The time was right to set the controls for the heart of the sun with the dazzlingly effulgent 'Solar Musick Suite' from the 1975 'Fish Rising' album. Another extraordinarily astounding piece of music that ebbed and flowed with varied twists and turns lifting the spirit and raising the mood. Mind-blowing stuff! In keeping with the gleaming intensity came the hypnotically driven ‘The Dervish Riff’ from the 1979 ‘Live Herald’ album, with its insistent repeated riff building in ferocity over a bed of bewitching glissando guitar swishes and swooshes! The main set drew to a triumphant close with the fervently spiritual vibes of 'Hurdy Gurdy Man', from the 1976 'L' album. A great hippie dippy song written by Donovan in 1968, but given the full-on Hillage treatment here, in other words, lashings of Psychedelic guitar action that resonated with hallucinatory sentiments. Spellbinding!
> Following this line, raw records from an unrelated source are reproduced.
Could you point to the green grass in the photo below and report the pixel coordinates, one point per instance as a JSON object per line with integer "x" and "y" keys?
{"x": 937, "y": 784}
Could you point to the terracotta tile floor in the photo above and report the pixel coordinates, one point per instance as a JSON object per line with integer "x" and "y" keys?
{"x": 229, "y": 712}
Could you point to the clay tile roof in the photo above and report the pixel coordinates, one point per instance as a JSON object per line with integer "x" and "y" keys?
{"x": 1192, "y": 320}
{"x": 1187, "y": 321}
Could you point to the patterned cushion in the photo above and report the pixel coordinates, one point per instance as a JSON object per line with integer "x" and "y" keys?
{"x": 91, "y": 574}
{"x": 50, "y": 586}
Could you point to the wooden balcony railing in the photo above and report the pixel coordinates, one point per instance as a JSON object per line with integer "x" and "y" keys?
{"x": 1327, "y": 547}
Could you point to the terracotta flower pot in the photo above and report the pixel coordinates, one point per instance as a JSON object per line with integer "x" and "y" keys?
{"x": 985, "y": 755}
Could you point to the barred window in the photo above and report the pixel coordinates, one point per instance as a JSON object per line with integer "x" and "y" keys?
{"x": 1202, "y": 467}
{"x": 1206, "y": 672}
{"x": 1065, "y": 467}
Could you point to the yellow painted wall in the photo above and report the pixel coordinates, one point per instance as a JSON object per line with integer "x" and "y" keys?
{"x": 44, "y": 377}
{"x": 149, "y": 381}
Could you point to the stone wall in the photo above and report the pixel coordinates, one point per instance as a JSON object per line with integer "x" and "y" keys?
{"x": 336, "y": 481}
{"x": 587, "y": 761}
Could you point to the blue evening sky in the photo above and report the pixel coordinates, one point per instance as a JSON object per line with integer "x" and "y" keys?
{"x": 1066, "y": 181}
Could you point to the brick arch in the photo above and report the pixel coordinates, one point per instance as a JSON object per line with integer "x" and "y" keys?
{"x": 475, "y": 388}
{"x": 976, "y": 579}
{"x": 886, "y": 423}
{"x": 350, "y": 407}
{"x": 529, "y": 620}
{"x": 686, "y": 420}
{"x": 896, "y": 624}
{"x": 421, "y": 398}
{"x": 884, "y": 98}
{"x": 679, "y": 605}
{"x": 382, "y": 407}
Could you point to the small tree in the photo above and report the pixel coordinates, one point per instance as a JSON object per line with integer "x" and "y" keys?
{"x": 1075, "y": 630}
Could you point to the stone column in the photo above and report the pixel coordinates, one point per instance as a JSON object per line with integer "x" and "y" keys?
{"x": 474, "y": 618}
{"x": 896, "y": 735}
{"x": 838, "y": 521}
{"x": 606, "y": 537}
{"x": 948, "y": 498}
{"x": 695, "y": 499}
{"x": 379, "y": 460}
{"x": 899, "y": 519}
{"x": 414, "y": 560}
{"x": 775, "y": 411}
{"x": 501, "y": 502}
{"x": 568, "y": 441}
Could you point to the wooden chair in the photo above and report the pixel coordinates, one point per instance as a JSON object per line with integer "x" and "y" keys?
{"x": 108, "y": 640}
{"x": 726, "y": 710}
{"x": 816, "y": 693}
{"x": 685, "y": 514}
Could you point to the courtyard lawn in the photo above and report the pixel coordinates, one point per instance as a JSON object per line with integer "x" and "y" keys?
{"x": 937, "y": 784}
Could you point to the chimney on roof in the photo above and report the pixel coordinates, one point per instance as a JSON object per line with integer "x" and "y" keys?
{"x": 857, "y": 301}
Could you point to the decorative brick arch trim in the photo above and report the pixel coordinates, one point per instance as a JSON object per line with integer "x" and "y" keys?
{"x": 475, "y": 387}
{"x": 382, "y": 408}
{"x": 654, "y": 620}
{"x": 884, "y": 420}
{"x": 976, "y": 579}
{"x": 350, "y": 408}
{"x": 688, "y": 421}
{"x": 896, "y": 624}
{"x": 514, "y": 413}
Going into the encore we were greeted by another surprise cover in the form of The Moves awesome 1967 single ‘I Can Hear the Grass Grow’. The band certainly attacked these cover songs with notable vigour, pulling off noteworthy performances. Back to 1978s ‘Green’ album for the glitteringly intoxicating ‘Crystal City’, which fizzed, sparkled, bubbled and pinged with esoterically mystical energy!

Keeping the blissful atmosphere levels elevated the time had come for another dynamically trippy Psychedelic work out in the form of the 'Glorious Om Riff' from the 1978 'Green' album - ‘Om’ being the sacred sound of the universal mantra, the essence of the supreme consciousness and sonic representation of the divine. The ensuing tsunami of rapturously buoyant sound washed over us like a tidal wave of gloriously jubilant vibrational energy! Hillage and band were on fire and had the entire audience transfixed.

To round proceedings off we were treated to another interesting cover song choice with an interpretation of Jimi Hendrix's 1967 ‘Are You Experienced’. This proved a great vehicle for some tasty improvisation and extended guitar noodling! Indeed, a spectacular climax to a fantastic show.